=========================================================================================================================
Now in the second portion of the class, we’re going to analyze the ToothGrowth data in the R datasets package. 1. Load the ToothGrowth data and perform some basic exploratory data analyses 2. Provide a basic summary of the data. 3. Use confidence intervals and hypothesis tests to compare tooth growth by supp and dose. (Use the techniques from class even if there’s other approaches worth considering) 4. State your conclusions and the assumptions needed for your conclusions.
library(knitr)
opts_knit$set(progress=FALSE, verbose = TRUE)
opts_chunk$set(echo=TRUE, message=FALSE, tidy=TRUE, comment=NA,
fig.path="figure/", fig.keep="high", fig.width=10, fig.height=6,
fig.align="center")
Load needed libraries.
require(plyr)
require(ggplot2)
=============================================================================================================================
library(datasets)
boxplot(len ~ supp * dose, data = ToothGrowth, xlab = "Supp Dose", ylab = "Tooth Length",
main = "Boxplot of Tooth Growth Data")
** The boxplot graph shows on average that as the length of the tooth increases the dose is also increased.**
=============================================================================================================================
library(datasets)
x <- ToothGrowth
summary(x)
len supp dose
Min. : 4.2 OJ:30 Min. :0.50
1st Qu.:13.1 VC:30 1st Qu.:0.50
Median :19.2 Median :1.00
Mean :18.8 Mean :1.17
3rd Qu.:25.3 3rd Qu.:2.00
Max. :33.9 Max. :2.00
The ToothGrowth dataset explains the relation between the growth of teeth at each of three dose levels of Vitamin C (0.5, 1 and 2 mg) with each of two delivery methods(orange juice and ascorbic acid).

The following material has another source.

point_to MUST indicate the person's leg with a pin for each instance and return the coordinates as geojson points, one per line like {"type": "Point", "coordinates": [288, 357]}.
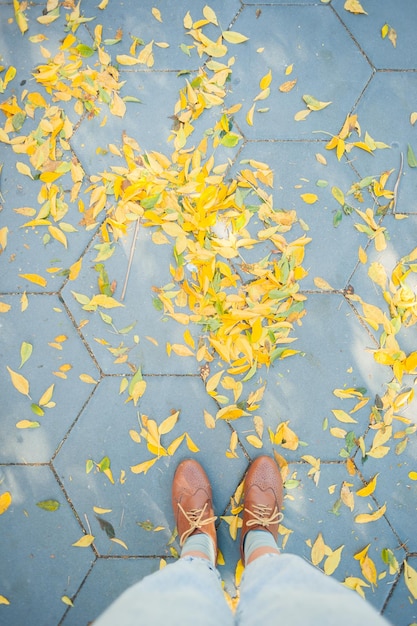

=============================================================================================================================
alpha <- 0.05 # 95% confidence interval for 2 tail z values
z.half.alpha <- qnorm(1 - alpha/2)
c(-z.half.alpha, z.half.alpha)
[1] -1.96 1.96
t.test(x$len[x$supp == "OJ"], x$len[x$supp == "VC"], paired = TRUE) # Hypothesis 1 that OJ does not improve growth more than VC
Paired t-test
data: x$len[x$supp == "OJ"] and x$len[x$supp == "VC"]
t = 3.303, df = 29, p-value = 0.00255
alternative hypothesis: true difference in means is not equal to 0
95 percent confidence interval:
1.409 5.991
sample estimates:
mean of the differences
3.7
t.test(x$len, x$dose) # Hypothesis 2 that dosage improves growth
Welch Two Sample t-test
data: x$len and x$dose
t = 17.81, df = 59.8, p-value < 2.2e-16
alternative hypothesis: true difference in means is not equal to 0
95 percent confidence interval:
15.66 19.63
sample estimates:
mean of x mean of y
18.813 1.167
=============================================================================================================================
With Hypothesis 1 - The Paired Test: the 95% confidence interval contains the sample mean of the differences between -1.96 to 1.96, the hypothesis cannot be rejected. Therefore, there is insufficient evidence to conclude that supplement OJ will works any better than supplement VC.**
With Hypothesis 2 - The Welch 2 Sample T-Test: the 95% confidence interval contains the sample mean of the differences between -1.96 to 1.96, the hypothesis cannot be rejected. Therefore, there is sufficient evidence to conclude that increased dosages will effect tooth Growth. **
Due to the values obtained it can be assumed that there is a difference in the growth of the tooth while the doses are larger. By looking at the boxplot and the assumptions from the hypothesis, the delivery methods are independent of the dose size.